3. The small target fire detection method based on the modified YOLO algorithm of claim 2, wherein: in the step S300, the specific method for detecting flame or smoke by each grid unit is to calculate the gradient value by using gradu=ax (∂ u/∂ x) +a ᵧ (∂ u/∂ y) +az (∂ u/∂ z) by performing a difference operation on the center points of the separated high-risk area and flame area pixel by pixel in four directions;

and (3) storing the calculation results of a series of gradient values calculated in the flame boundary in a single linked list Q1, collecting the next frame, repeating the steps, recording as Q2, and judging that the flame is the flame if the difference between the Q1 and the Q2 is larger than a preset flame gradient threshold value.

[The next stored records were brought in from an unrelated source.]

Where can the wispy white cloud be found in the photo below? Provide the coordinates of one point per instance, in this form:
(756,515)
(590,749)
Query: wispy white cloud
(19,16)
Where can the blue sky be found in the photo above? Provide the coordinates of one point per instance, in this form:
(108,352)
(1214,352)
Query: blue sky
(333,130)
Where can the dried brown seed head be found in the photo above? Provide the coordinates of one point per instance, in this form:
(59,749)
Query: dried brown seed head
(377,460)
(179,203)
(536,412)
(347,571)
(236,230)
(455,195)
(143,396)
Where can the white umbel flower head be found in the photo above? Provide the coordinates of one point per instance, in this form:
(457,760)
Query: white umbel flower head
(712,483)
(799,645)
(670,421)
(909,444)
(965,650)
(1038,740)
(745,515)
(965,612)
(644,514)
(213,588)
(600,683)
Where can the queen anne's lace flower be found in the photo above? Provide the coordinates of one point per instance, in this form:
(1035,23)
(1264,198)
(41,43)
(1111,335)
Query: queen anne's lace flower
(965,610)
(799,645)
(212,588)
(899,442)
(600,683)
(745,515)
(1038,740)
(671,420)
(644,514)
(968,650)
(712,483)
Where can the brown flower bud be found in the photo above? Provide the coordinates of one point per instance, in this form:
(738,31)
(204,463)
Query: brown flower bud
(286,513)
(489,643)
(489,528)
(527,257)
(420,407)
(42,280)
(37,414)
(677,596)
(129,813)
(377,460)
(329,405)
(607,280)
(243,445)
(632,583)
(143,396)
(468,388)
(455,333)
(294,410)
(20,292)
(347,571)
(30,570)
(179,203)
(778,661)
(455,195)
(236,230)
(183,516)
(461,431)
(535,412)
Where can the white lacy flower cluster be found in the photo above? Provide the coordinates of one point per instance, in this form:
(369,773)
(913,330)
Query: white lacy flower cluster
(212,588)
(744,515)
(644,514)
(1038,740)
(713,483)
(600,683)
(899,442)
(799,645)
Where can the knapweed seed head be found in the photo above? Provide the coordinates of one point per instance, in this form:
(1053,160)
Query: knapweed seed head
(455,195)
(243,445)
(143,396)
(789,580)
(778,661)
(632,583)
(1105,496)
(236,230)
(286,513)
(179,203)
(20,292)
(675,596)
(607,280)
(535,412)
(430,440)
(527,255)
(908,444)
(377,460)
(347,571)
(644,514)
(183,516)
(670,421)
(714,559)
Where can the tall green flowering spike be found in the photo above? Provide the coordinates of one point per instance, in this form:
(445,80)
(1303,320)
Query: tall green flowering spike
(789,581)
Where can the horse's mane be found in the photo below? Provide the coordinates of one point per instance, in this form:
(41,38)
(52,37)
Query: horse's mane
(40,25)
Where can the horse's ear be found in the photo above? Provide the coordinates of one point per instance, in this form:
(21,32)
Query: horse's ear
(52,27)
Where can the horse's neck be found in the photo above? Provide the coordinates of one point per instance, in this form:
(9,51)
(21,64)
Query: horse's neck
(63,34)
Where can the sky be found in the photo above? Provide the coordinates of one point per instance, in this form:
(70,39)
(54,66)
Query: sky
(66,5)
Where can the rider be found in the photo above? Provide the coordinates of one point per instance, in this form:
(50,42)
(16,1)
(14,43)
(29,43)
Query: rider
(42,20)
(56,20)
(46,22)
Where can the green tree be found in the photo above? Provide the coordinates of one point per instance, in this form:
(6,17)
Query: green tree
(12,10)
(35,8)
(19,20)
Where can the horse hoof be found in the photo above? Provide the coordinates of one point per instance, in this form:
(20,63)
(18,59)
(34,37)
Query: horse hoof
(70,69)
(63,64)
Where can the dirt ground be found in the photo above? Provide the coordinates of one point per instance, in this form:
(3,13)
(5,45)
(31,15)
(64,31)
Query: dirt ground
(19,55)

4. The small target fire detection method based on the modified YOLO algorithm of claim 3, wherein: in the step S300, the Loss calculation in the training process in the improved YOLO-V3 algorithm frame is shown as follows:

wherein S represents gridsize; s is S ² 13×13, 26×26, 52×52; b represents a box and is used for the purpose of,indicating that if box at i, j has a target, its value is 1, otherwise it is 0; />Indicating that if box at i, j has no target, its value is 1, otherwise it is 0; w and h represent the width and height of the group Truth box; />Representing the confidence of the parameter; />Representing a classification error; if the center of the detected target falls in one grid, the grid is responsible for detecting the target, and features are extracted through continuous depth separable convolution, global average pooling, feature compression and feature expansion.

5. The small target fire detection method based on the modified YOLO algorithm of claim 4, wherein: in the step S400, the definition of the confidence coefficient calculation is as follows: confidence=P _r (Object) ×IoUtruth pred，P _r (Object) e {0,1}, when the target is in the grid, P _r =1, otherwise 0; ioU denotes the coincidence between the prediction bounding box and the real bounding box.